Callum came to Dunedin from the North Island because he wanted to pursue tertiary studies in a student-focused city.
Having been born and raised in Rotorua, Callum noticed that his hometown had not only a large Māori community, but also that a large portion of the community had people living in poverty.
“Inequalities in Rotorua were visible throughout my life but became particularly evident during my secondary education at Rotorua Lakes High School, where the cohort was made up of students from both decile 1 and decile 10 areas,” Callum says.
“This meant that the students were made up of people from both high deprivation and low deprivation areas and it was this, very obvious, presence of inequalities that inspired me to want to contribute to a solution.”

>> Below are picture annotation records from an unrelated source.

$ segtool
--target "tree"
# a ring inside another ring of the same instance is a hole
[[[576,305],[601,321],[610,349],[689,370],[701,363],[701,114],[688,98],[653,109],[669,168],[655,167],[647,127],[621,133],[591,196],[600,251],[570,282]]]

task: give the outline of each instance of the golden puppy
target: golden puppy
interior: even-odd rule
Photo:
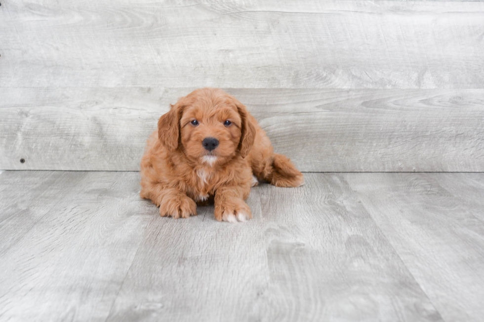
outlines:
[[[274,153],[245,107],[220,89],[183,97],[160,118],[141,159],[141,198],[162,216],[186,218],[214,198],[217,220],[252,218],[244,200],[257,179],[279,187],[303,183],[302,174]]]

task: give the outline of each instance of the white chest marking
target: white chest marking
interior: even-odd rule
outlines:
[[[202,162],[211,167],[216,161],[217,157],[215,155],[205,155],[202,158]]]
[[[202,180],[204,183],[206,184],[207,183],[207,179],[208,179],[210,177],[210,174],[207,172],[205,170],[201,169],[197,171],[197,175],[199,176],[199,178],[200,178],[200,179]]]

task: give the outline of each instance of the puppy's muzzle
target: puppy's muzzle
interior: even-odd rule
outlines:
[[[211,151],[218,146],[218,140],[215,138],[205,138],[202,144],[205,150]]]

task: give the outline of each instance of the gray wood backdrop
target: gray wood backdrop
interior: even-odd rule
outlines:
[[[212,86],[303,171],[484,171],[482,2],[0,3],[0,169],[137,170]]]

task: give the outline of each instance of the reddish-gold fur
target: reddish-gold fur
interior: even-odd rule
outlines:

It was this motivation, alongside a passion for science, that guided him to the School of Biomedical Sciences when he began his studies in Dunedin.
“Throughout undergrad, I struggled with a sense of direction,” Callum says.
“I knew I wanted to do research with tangible benefits to my community, but I didn’t know how I would go about achieving this, especially following my first year of study.”
Callum consulted with a career adviser about his passion for science, research and reducing inequalities, and was encouraged to enter the field of microbiology and immunology; quickly discovering that he rather enjoyed it!
While in the Department of Microbiology and Immunology, he met Dr Htin Aung who encouraged him to pursue postgraduate studies on the topic of Mycobacterium tuberculosis, the bacterium responsible for TB.
Dr Aung explained that this would be the perfect platform for Callum to be able to do scientific research that practically contributes to minimising New Zealand’s health inequalities.
“The decline of TB rates in New Zealand has not been equitable because even though transmission has almost fully been eliminated in Pākehā communities, Māori communities still face this struggle,” Callum says.
A unique strain, known as Rangipo, continues to exist within Māori communities which demonstrates a noticeable inequality in New Zealand’s population.
Callum’s research aims to better understand this strain with the goal of reducing the burden of this disease in Māori communities.
“I’m proud of how far I have come as I believe that this area of research is so important,” Callum says.
“Not only because resolving health inequalities is required under Te Tiriti o Waitangi, but also because it is a stepping stone to truly bettering the lives of Māori.”